On 19th Nov I wrote the following to Mr Crean:
“I have written to you several times, Mr Crean, to complain of the lack of transparency and accountability within Screen Australia. The lack of it, apparent to all of us who work within the industry and to anyone who bothered to look at the facts, makes a mockery of the Labor government’s supposed commitment to transparency and accountability.”
I imagine that this letter will be responded to (if at all) with yet more spin. However, I would love to be surprised and to have my complaints deal with impartially by someone within the Department of the Prime Minister and Cabinet who lacks skills in the fields of spin but who has a commitment to making judgements based on facts.
In the interests of transparency I am copying this to all involved. If they wish to challenge the factual basis of anything I write here or have written previously, I hope they will. I doubt that they will, however, as what I write is based on facts – as anyone who bothered to look at the facts would realize.

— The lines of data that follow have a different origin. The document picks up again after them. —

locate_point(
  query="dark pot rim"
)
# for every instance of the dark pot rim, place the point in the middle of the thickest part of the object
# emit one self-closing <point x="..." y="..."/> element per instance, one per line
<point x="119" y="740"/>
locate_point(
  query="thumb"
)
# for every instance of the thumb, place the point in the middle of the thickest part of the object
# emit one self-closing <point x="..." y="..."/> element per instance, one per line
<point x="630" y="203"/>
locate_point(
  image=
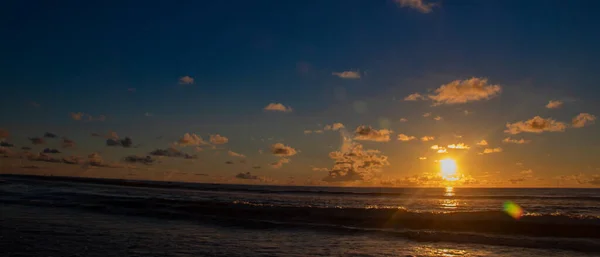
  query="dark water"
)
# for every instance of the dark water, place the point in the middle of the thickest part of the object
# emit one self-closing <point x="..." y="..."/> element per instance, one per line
<point x="50" y="216"/>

If I do not get a satisfactory response from Mr Crean, I will address my next letter to the Prime Minister.
Rachel, no one at Screen Australia, at any point this past two years, has challenged the factual basis of any assertions I have made. What does this suggest to you? I could so easily have been shot down in flames at any point since Nov 2010 if Screen Australia had the evidence, the facts, to do so.